Both the polyethylene and hydrophilic polymer-coated polyurethane stents showed a similar phenomenon: the layer attached to the internal wall of the stent was a highly reflective amorphous layer (with a thickness of approximately 15 - 30 μm), which was extremely uniform in thickness and distribution in each stent. This layer formed the substrate for the attached bacteria.

In some cases, a structured biofilm was observed, with dead bacteria (red) in the top layer, which is in direct contact with the bile, while covering the underlying living (green) cells (Figure [1]). However, in most cases, this layer was without any structure: dead and living bacterial cells were interspersed, or cloudy areas with living bacteria covered with dead bacteria were seen (Figure [2]). Crystals were occasionally found embedded in these biofilms. Particularly in and around these unstructured biofilms, mucoid-like sheets were found, which in many cases extended into the lumen of the stent. The thickness and density of the unstructured biofilms were more irregular than in the structured biofilms. As far as could be observed, the biofilm attached to the stent wall never extended more than 100 μm into the lumen of the stent. Taking into account the inner diameter of the stent, the reduction in the luminal radius and effect on bile flow were negligible.
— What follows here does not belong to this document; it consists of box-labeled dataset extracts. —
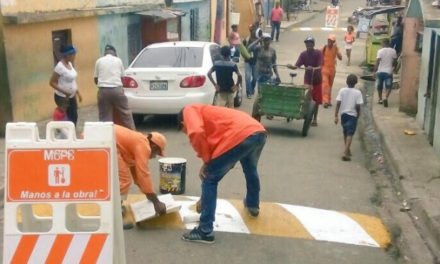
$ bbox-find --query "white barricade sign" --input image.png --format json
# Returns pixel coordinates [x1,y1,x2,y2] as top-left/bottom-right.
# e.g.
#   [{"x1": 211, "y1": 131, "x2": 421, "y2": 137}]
[
  {"x1": 325, "y1": 6, "x2": 339, "y2": 27},
  {"x1": 3, "y1": 122, "x2": 125, "y2": 264}
]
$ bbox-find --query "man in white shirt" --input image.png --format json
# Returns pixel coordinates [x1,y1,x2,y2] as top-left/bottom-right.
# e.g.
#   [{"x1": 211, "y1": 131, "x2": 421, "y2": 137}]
[
  {"x1": 374, "y1": 39, "x2": 397, "y2": 107},
  {"x1": 335, "y1": 74, "x2": 364, "y2": 161},
  {"x1": 95, "y1": 45, "x2": 135, "y2": 130}
]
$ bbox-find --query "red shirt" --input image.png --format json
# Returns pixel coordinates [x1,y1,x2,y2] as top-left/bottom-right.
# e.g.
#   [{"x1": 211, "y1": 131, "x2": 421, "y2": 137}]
[
  {"x1": 270, "y1": 7, "x2": 283, "y2": 22},
  {"x1": 183, "y1": 104, "x2": 266, "y2": 163},
  {"x1": 114, "y1": 125, "x2": 154, "y2": 193}
]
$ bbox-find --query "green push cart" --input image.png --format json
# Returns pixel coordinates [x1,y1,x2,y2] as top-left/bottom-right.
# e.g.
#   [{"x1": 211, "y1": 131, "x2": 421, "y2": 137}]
[{"x1": 252, "y1": 83, "x2": 315, "y2": 137}]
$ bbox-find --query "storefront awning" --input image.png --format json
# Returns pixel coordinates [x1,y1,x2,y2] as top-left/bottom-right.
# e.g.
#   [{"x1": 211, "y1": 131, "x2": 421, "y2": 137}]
[{"x1": 136, "y1": 9, "x2": 185, "y2": 20}]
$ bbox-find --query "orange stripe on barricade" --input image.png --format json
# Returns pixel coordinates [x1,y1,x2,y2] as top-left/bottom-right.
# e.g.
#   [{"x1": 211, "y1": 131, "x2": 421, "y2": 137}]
[
  {"x1": 80, "y1": 234, "x2": 108, "y2": 264},
  {"x1": 10, "y1": 235, "x2": 38, "y2": 264},
  {"x1": 46, "y1": 235, "x2": 73, "y2": 264}
]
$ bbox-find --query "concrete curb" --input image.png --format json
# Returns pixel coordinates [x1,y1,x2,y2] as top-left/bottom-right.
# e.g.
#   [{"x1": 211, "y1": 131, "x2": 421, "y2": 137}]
[{"x1": 372, "y1": 106, "x2": 440, "y2": 257}]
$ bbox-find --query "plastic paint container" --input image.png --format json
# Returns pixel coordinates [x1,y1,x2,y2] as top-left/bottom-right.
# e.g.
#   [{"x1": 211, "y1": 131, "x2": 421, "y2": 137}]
[{"x1": 159, "y1": 158, "x2": 186, "y2": 194}]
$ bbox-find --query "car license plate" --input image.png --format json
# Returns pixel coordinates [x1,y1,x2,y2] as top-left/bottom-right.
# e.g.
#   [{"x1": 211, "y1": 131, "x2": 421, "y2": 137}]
[{"x1": 150, "y1": 81, "x2": 168, "y2": 91}]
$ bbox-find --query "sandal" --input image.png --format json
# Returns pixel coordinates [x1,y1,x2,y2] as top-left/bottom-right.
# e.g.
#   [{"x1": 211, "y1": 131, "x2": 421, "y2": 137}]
[
  {"x1": 342, "y1": 156, "x2": 351, "y2": 161},
  {"x1": 182, "y1": 227, "x2": 215, "y2": 244}
]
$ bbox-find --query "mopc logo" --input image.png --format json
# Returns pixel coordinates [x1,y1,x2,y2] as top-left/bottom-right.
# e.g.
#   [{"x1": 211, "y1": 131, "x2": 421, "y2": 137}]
[{"x1": 48, "y1": 164, "x2": 70, "y2": 186}]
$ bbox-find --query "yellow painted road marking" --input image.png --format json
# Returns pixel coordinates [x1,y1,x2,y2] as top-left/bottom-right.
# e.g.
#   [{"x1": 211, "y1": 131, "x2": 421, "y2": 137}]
[
  {"x1": 230, "y1": 200, "x2": 313, "y2": 239},
  {"x1": 26, "y1": 194, "x2": 391, "y2": 247}
]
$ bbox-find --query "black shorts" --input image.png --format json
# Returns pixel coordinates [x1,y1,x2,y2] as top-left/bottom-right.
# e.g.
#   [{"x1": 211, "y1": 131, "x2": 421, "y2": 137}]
[{"x1": 341, "y1": 114, "x2": 357, "y2": 136}]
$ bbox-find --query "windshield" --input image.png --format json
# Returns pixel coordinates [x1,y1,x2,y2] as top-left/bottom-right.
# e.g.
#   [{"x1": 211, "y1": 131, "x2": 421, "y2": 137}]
[{"x1": 131, "y1": 47, "x2": 203, "y2": 68}]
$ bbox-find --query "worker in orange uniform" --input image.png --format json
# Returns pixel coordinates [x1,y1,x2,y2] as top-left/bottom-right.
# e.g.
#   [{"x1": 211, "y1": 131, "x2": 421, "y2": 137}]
[
  {"x1": 114, "y1": 125, "x2": 166, "y2": 227},
  {"x1": 178, "y1": 104, "x2": 266, "y2": 243},
  {"x1": 322, "y1": 34, "x2": 342, "y2": 108}
]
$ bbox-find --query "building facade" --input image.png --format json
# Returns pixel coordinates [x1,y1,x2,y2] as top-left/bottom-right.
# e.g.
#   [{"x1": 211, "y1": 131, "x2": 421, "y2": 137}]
[
  {"x1": 402, "y1": 0, "x2": 440, "y2": 156},
  {"x1": 0, "y1": 0, "x2": 191, "y2": 131}
]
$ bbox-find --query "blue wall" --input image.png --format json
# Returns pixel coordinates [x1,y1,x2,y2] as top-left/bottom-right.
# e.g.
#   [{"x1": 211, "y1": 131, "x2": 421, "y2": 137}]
[{"x1": 173, "y1": 0, "x2": 211, "y2": 41}]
The lumen of all the stents examined was filled with free-floating mixed colonies of living and dead bacteria. The size of these colonies varied considerably, from approximately 50 μm in cross-section to a major part of the stent diameter (2.5 mm). These colonies were aggregated in a substance with a slightly higher reflectance than that of the surrounding bile. Small crystals (5 μm or less) were often found dispersed in these loosely attached, floating colonies. If large, free-floating crystals were found (up to 150 μm), in many cases they - or at least their fringes - were covered with a mixture of living and dead bacteria.
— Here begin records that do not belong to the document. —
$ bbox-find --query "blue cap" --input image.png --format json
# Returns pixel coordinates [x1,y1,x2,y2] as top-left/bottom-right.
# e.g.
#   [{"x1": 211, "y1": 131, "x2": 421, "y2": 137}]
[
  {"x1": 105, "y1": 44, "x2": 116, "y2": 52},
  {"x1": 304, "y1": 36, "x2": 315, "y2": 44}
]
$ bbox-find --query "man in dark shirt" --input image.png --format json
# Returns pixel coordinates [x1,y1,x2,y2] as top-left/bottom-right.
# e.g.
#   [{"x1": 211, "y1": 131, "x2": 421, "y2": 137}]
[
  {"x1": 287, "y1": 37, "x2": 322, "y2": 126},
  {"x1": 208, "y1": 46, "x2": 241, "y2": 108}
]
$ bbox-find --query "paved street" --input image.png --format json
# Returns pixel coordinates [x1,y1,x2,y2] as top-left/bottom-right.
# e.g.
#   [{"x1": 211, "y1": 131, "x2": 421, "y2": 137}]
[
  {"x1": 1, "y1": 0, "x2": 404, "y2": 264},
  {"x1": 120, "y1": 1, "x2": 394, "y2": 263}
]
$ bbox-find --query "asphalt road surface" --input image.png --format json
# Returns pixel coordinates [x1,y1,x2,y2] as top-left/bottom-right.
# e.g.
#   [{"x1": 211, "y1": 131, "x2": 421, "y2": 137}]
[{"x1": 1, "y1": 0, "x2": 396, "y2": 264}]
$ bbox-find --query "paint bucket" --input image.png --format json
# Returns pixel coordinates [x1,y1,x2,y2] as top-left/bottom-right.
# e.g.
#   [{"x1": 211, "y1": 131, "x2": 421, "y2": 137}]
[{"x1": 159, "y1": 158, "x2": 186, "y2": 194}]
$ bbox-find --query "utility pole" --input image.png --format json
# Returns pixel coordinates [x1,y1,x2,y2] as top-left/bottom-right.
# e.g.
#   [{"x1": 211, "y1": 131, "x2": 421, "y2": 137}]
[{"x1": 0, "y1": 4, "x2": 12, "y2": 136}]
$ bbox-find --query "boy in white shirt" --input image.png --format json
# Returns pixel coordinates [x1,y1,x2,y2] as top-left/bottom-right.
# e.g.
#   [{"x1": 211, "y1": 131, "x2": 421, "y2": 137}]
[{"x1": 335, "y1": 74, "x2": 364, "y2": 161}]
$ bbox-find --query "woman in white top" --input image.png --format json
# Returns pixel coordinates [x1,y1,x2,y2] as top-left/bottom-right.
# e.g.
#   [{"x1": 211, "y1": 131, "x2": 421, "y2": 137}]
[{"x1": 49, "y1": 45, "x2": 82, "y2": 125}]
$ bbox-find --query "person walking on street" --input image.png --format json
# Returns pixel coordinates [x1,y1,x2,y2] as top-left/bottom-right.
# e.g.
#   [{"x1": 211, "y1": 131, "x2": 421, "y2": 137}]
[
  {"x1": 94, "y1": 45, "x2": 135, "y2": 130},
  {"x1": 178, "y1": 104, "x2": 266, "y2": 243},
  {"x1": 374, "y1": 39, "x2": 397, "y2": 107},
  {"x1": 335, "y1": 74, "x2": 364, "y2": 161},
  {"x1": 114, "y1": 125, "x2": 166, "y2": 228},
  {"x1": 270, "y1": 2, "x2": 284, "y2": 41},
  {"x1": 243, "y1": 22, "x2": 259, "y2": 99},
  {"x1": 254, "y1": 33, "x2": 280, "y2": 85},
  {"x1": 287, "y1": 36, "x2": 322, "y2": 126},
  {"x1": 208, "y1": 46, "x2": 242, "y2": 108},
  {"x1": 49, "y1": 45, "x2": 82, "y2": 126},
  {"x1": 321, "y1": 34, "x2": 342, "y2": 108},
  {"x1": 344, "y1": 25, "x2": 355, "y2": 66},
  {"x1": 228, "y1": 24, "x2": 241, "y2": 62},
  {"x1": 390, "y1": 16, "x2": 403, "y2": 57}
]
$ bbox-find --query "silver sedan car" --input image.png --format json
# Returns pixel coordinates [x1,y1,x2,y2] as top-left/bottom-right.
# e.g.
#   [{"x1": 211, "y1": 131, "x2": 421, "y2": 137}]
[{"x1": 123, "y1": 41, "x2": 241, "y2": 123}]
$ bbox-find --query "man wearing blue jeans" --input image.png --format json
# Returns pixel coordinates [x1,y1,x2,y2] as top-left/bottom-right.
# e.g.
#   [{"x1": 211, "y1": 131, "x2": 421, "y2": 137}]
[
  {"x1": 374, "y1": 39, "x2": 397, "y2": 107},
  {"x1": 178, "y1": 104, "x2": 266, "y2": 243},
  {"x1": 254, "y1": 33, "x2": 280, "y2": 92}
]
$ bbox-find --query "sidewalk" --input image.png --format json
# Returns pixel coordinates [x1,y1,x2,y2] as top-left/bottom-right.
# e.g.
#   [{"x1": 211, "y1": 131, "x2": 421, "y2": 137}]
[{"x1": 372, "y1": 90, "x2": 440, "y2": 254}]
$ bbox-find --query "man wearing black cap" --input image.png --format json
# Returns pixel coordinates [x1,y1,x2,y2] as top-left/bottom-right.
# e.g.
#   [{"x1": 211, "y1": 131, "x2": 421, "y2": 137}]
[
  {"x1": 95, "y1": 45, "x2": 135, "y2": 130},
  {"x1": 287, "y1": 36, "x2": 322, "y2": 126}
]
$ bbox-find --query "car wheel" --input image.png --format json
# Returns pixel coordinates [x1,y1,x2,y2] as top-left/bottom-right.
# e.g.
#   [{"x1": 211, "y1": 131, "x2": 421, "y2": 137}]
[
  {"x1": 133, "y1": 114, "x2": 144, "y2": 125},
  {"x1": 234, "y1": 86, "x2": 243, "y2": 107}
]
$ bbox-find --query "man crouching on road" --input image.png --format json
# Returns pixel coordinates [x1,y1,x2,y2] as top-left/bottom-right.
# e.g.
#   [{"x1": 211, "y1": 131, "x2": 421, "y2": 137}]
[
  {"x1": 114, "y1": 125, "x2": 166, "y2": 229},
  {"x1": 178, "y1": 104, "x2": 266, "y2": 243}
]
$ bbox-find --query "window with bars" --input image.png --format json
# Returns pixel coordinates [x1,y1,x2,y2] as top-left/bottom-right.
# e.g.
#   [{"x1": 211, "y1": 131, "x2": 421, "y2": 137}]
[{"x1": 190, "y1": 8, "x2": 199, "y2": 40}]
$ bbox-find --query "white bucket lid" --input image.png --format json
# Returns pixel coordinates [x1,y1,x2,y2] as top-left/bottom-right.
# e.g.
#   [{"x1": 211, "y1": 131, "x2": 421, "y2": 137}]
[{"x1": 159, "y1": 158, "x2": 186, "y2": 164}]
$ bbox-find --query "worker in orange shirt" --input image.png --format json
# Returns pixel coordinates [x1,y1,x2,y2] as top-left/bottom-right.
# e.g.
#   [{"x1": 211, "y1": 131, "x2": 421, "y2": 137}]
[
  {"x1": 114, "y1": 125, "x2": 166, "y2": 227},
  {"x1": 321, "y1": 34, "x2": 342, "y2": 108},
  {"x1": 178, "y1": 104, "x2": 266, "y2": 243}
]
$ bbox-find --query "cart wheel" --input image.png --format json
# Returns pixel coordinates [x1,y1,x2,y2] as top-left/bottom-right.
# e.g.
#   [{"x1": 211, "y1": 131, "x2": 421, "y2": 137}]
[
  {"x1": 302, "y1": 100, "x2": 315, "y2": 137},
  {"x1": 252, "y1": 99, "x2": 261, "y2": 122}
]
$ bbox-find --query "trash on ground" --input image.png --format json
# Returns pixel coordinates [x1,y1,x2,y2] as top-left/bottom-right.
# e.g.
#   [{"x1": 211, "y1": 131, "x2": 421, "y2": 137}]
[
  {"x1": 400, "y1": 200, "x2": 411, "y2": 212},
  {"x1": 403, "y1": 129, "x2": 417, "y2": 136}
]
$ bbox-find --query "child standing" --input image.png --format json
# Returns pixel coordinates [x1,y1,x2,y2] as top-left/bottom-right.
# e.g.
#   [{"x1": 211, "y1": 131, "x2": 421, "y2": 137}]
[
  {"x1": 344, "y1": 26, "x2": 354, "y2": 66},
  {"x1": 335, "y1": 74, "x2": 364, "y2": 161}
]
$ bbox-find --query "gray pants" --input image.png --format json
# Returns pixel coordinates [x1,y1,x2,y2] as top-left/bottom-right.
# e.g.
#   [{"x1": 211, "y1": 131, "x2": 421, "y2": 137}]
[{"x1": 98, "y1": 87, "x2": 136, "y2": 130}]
In a number of cases, these free-floating colonies were surrounded by laminar structures (probably mucus) - part of a highly mobile complex network of sometimes anastomosing structures with highly reflective surfaces. These structures were sometimes attached to the wall of the stent. In cross-section the size of these empty spaces varied from 50 μm to over 500 μm. These spaces were empty, since neither fluorescent nor reflected signals were present. This is best seen in the three-dimensional image shown in Figure [3].
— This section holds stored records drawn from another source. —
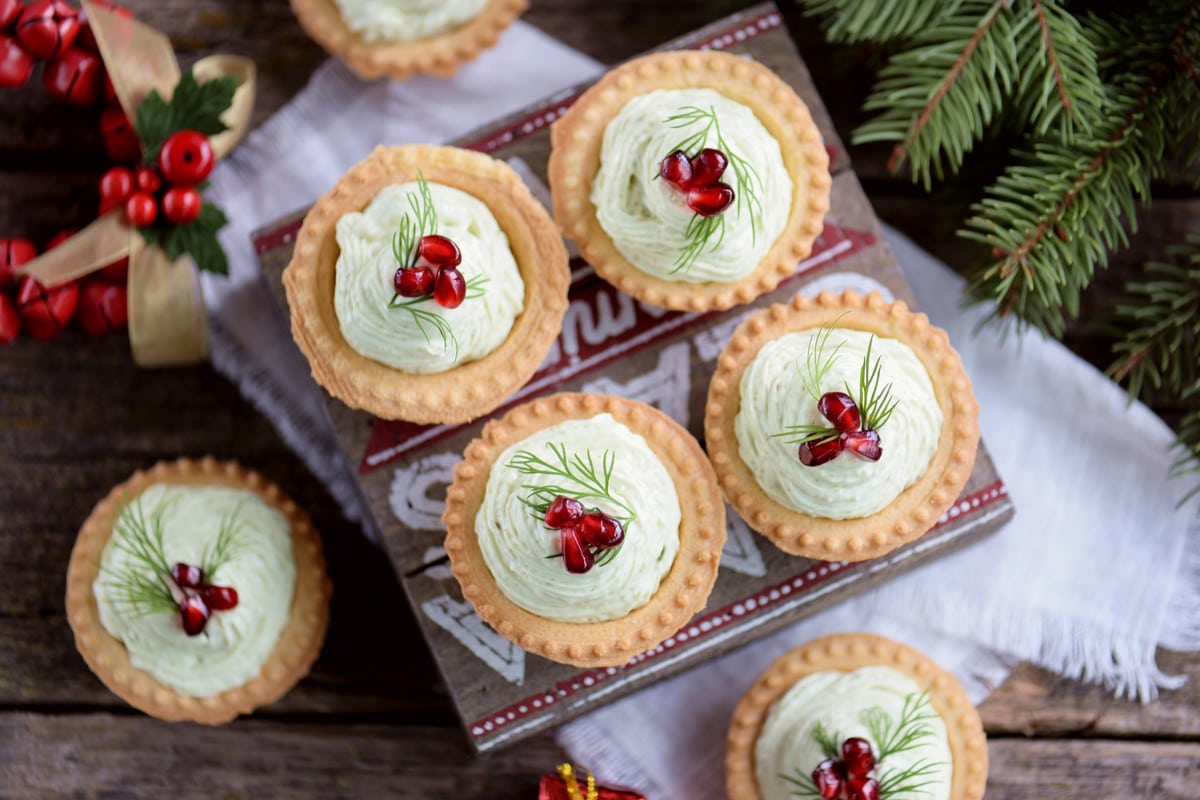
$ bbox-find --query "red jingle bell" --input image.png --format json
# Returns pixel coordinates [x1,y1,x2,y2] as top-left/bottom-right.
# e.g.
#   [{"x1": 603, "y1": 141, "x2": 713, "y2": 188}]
[
  {"x1": 17, "y1": 276, "x2": 79, "y2": 342},
  {"x1": 16, "y1": 0, "x2": 79, "y2": 60},
  {"x1": 42, "y1": 48, "x2": 104, "y2": 106}
]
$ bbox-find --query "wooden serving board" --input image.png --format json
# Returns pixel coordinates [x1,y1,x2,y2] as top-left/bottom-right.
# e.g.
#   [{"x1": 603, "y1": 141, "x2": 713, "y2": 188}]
[{"x1": 254, "y1": 4, "x2": 1013, "y2": 751}]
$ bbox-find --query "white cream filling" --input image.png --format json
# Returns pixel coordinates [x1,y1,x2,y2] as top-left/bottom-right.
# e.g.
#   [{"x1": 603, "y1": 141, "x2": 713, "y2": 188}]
[
  {"x1": 755, "y1": 667, "x2": 954, "y2": 800},
  {"x1": 334, "y1": 0, "x2": 488, "y2": 42},
  {"x1": 733, "y1": 329, "x2": 942, "y2": 519},
  {"x1": 592, "y1": 89, "x2": 792, "y2": 283},
  {"x1": 475, "y1": 414, "x2": 682, "y2": 622},
  {"x1": 334, "y1": 181, "x2": 524, "y2": 374},
  {"x1": 92, "y1": 483, "x2": 295, "y2": 697}
]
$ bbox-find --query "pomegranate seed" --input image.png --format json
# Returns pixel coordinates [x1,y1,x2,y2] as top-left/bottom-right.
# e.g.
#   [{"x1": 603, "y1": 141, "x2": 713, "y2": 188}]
[
  {"x1": 840, "y1": 431, "x2": 883, "y2": 461},
  {"x1": 580, "y1": 511, "x2": 625, "y2": 549},
  {"x1": 688, "y1": 184, "x2": 733, "y2": 217},
  {"x1": 841, "y1": 736, "x2": 875, "y2": 777},
  {"x1": 558, "y1": 527, "x2": 595, "y2": 575},
  {"x1": 800, "y1": 437, "x2": 842, "y2": 467},
  {"x1": 433, "y1": 266, "x2": 467, "y2": 308},
  {"x1": 179, "y1": 595, "x2": 209, "y2": 636},
  {"x1": 812, "y1": 758, "x2": 846, "y2": 800},
  {"x1": 817, "y1": 392, "x2": 863, "y2": 433},
  {"x1": 546, "y1": 494, "x2": 583, "y2": 528},
  {"x1": 200, "y1": 587, "x2": 238, "y2": 612},
  {"x1": 416, "y1": 234, "x2": 462, "y2": 266},
  {"x1": 392, "y1": 266, "x2": 437, "y2": 297},
  {"x1": 170, "y1": 561, "x2": 204, "y2": 589},
  {"x1": 659, "y1": 150, "x2": 691, "y2": 192},
  {"x1": 691, "y1": 148, "x2": 730, "y2": 186}
]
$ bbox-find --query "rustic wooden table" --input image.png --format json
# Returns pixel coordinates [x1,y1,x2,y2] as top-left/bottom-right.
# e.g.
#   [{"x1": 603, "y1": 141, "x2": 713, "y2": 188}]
[{"x1": 0, "y1": 0, "x2": 1200, "y2": 800}]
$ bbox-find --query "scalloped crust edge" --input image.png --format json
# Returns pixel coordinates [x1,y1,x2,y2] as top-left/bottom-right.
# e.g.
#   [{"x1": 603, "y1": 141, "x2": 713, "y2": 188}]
[
  {"x1": 290, "y1": 0, "x2": 529, "y2": 80},
  {"x1": 725, "y1": 633, "x2": 988, "y2": 800},
  {"x1": 66, "y1": 457, "x2": 332, "y2": 724},
  {"x1": 704, "y1": 290, "x2": 979, "y2": 561},
  {"x1": 442, "y1": 392, "x2": 725, "y2": 667},
  {"x1": 283, "y1": 145, "x2": 571, "y2": 425},
  {"x1": 548, "y1": 50, "x2": 833, "y2": 312}
]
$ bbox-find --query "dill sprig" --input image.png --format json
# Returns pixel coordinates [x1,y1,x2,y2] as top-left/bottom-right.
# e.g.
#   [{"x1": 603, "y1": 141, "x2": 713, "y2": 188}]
[{"x1": 666, "y1": 106, "x2": 766, "y2": 273}]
Reflux of dietary fibers was found in all of the stents. These fibers formed a more rigid, tangled network, which created a kind of filter (Figure [4]).

Scanning Electron Microscopy

Directly on the inner surface of both types of stent, the same amorphous layer of uniform thickness as that observed with CLS was seen (Figure [5 a]). This layer is loosely attached to the wall of the stent. It is consequently easily detached from the stent after dehydration and drying. This layer was covered by bacteria and yeasts, starting to form a biofilm (Figure [6], asterisk). The yeasts can be recognized by their spherical shape and size (Figure [6], arrows). The shape and structure of this layer was variable. Sometimes, a clear structure could be identified, with the bacteria oriented perpendicular to the stent wall and spaces in the biofilm that were empty of bacteria (Figure [5 c]). More often, no distinct orientation was found, with mucus and clusters of micro-organisms dispersed.

A network of amorphous material - probably mucus - in which colonies of bacteria were embedded was also observed (Figure [7]).

Crystals were present in some of the stents, whereas they were absent in others. These crystals were found both organized into biofilms and dispersed throughout the mucus and biomaterial (Figure [5 b]).

Reflux material from the gut was found over the whole length of the stent, often covered with micro-organisms (Figure [8], arrow).

The HCPC stent also showed a very porous wall in the endoprosthesis, in which contrast additives and small holes were seen (Figure [5 a]), whereas the polyethylene stent showed a solid plastic surface.

In contrast to the results of confocal microscopy, which showed a volume filled with highly flexible and transparent structures (in fluorescence and reflected mode), scanning electron microscopy gave the impression that this biomaterial, in whatever shape, always forms a solid obstruction. This is due to a fundamental difference in the imaging methods - confocal laser scanning allows optical sectioning, whereas SEM images only the surfaces.

Discussion

The first finding in this study, identified on both CLS and SEM, was the presence of an amorphous layer covering the stent wall that has not previously been described. In earlier studies, it was mostly blocked stents that were studied, and CLS was not used. Investigation of patent stents has the advantage that the initial stages of clogging can be studied. Particularly in the final stage of occlusion, when biliary flow is almost absent, significant transformations in the clogged material may take place. Various studies have reported amorphous material in the stent lumen, but there have been no reports of an organized layer [6] [15].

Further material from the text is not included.